1. The problem statement, all variables and given/known data

Can you if given a sigma notation for an infinite series

Ʃ 2^n/(4^n+1)
rewrite as,

Ʃ 2^n/(4^n+1^n)
then doing the root test can you

lim n→∞ n^√abs((2/(4+1))^n)

which equals 2/5, and
2/5<1, therefore can i conclude that the series above converges?

Sorry if this is in the wrong section, i guess its more of an algebra question.

2. Apr 6, 2013

### Zondrina

No this is 100% wrong to do.

$\sum \frac{2^n}{4^{n+1}}$

Which is definitely NOT equal to :

$\sum \frac{2^n}{4^{n} + 1^{n}}$

Why don't you try the ratio test, it will work perfectly for this.

3. Apr 6, 2013

### banshee43

sorry i didnt put enough parentheses my series is 2^n/((4^n)+1)

4. Apr 6, 2013

### SammyS

Staff Emeritus

OP was correct !

Actually, Ʃ 2^n/(4^n+1) is $\displaystyle \ \sum\frac{2^n}{4^n+1}\ .$

5. Apr 6, 2013

### Zondrina

Sorry, the lack of parenthesis confused me.

6. Apr 7, 2013

### banshee43

So can that 1 be represented by a 1^n? Because no matter what n is Given n>=0 that 1^n = 1.?

7. Apr 7, 2013

### SammyS

Staff Emeritus
Yes. That's fine, but I don't see why that helps.

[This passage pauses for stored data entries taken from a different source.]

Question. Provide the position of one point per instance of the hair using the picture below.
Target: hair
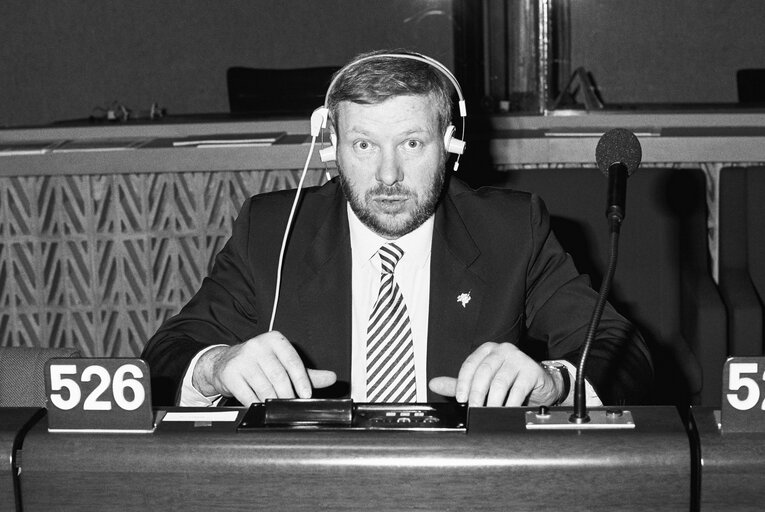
(375, 80)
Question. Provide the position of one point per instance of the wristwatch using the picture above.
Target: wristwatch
(552, 368)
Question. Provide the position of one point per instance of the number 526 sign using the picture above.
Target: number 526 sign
(98, 394)
(743, 400)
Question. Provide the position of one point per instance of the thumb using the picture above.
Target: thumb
(321, 378)
(445, 386)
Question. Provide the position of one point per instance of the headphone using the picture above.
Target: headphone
(451, 143)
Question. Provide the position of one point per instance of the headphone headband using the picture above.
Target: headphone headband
(452, 144)
(411, 56)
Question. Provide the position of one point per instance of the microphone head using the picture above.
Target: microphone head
(618, 146)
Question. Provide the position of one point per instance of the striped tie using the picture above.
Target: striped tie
(390, 348)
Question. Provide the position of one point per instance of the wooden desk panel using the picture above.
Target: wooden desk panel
(732, 466)
(503, 467)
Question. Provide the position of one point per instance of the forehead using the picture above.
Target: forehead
(396, 114)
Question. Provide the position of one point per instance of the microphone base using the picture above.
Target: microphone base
(560, 419)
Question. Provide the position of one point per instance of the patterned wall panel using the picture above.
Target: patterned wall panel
(99, 261)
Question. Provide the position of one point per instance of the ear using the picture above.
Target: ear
(329, 154)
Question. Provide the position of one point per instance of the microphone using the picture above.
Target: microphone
(618, 154)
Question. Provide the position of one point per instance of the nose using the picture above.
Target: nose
(389, 172)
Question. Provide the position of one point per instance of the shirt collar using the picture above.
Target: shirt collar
(365, 243)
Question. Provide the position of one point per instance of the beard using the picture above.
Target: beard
(399, 224)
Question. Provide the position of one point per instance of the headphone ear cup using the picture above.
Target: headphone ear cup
(329, 154)
(451, 144)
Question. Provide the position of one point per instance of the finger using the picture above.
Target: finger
(277, 377)
(468, 369)
(243, 392)
(260, 385)
(290, 360)
(444, 386)
(484, 374)
(522, 387)
(320, 379)
(500, 385)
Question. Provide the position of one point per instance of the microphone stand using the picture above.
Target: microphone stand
(580, 415)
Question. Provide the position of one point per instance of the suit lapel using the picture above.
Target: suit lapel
(456, 294)
(325, 292)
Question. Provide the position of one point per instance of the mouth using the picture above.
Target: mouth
(391, 204)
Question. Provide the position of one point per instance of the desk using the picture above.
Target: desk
(496, 465)
(732, 465)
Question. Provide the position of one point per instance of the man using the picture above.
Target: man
(482, 279)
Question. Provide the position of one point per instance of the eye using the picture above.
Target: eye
(362, 145)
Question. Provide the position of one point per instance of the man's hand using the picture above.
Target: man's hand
(499, 374)
(266, 366)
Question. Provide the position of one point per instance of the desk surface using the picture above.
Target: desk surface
(504, 466)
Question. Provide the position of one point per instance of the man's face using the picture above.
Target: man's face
(391, 161)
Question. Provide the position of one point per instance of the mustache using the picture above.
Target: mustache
(397, 189)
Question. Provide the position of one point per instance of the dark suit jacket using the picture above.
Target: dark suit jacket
(494, 244)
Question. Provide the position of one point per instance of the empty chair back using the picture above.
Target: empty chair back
(277, 92)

You do realize that $\displaystyle \ 4^n+1^n\ne(4+1)^n\,,\$ don't you ?

8. Apr 7, 2013

### banshee43

I thought that it looked funky when I did it. Thank you though

9. Apr 7, 2013

### SammyS

Staff Emeritus
So, do you have a solution ?

10. Apr 7, 2013

### banshee43

Using the ratio test because there are constants raised to powers i get..
(2^(n+1)/(4^(n+1)+1))*((4^(n)+1)/2^n) then using some algerbra
(4^(n)+1)/(4*4^(n)+1) and some more algerbra....
gives me 1/4 which is <1 therefore the series converges?

11. Apr 7, 2013

### SammyS

Staff Emeritus
Are you using a limit without stating that you are?

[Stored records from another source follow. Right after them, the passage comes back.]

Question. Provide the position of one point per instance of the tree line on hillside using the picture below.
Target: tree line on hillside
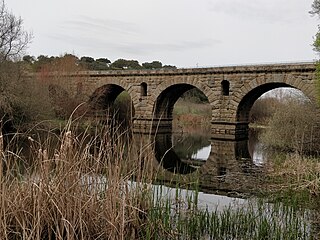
(88, 63)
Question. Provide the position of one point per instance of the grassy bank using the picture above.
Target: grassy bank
(81, 188)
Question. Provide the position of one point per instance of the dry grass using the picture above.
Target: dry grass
(297, 173)
(82, 191)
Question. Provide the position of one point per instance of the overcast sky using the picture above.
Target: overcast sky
(185, 33)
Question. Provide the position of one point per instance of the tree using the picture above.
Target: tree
(316, 11)
(13, 38)
(125, 64)
(152, 65)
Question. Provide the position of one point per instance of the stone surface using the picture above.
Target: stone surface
(153, 108)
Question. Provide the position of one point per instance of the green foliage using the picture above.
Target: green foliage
(318, 80)
(125, 64)
(293, 127)
(152, 65)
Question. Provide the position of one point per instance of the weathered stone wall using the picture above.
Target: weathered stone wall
(230, 107)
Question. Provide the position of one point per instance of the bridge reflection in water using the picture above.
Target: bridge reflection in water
(222, 165)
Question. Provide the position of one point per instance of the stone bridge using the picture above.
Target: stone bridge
(231, 92)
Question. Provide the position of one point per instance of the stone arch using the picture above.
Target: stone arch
(225, 88)
(164, 103)
(252, 92)
(102, 99)
(174, 89)
(143, 89)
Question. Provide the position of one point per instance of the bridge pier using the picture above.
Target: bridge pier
(229, 130)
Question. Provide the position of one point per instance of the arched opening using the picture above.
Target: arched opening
(111, 103)
(225, 88)
(188, 144)
(143, 89)
(280, 117)
(245, 105)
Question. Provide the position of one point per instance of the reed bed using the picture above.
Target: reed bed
(100, 187)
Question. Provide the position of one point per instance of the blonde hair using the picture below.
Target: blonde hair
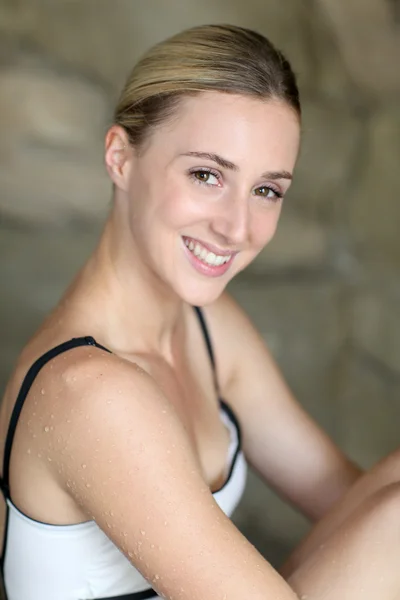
(222, 58)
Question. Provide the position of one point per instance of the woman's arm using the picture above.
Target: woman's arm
(281, 441)
(123, 455)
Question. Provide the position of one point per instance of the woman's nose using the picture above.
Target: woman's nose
(232, 221)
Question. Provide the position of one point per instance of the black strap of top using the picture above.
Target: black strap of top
(25, 387)
(207, 339)
(42, 361)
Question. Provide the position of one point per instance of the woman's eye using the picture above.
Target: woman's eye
(205, 177)
(268, 192)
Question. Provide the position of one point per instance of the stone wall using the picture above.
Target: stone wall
(325, 293)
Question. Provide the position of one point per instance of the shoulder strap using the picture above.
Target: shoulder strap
(207, 339)
(24, 390)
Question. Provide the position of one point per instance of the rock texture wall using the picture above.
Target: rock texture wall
(325, 293)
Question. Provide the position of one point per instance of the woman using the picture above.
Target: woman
(123, 456)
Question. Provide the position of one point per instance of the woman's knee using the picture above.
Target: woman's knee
(384, 505)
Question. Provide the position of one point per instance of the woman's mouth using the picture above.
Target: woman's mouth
(209, 262)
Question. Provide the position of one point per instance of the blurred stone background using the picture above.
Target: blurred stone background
(325, 293)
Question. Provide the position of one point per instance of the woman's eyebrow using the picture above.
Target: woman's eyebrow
(222, 162)
(227, 164)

$\displaystyle \frac{4^n+1}{4^{n+1}+1}\ne \frac{1}{4}\ .$

Also, what happened to the 2 ?

12. Apr 7, 2013

### banshee43

yes i am using a limit and i forgot about the 2, i guess it converges to 1/2 then? i had forgotten that the ratio test needed a limit because i wasnt in class when we learned it.

13. Apr 7, 2013

### SammyS

Staff Emeritus
Anyway, the series converges.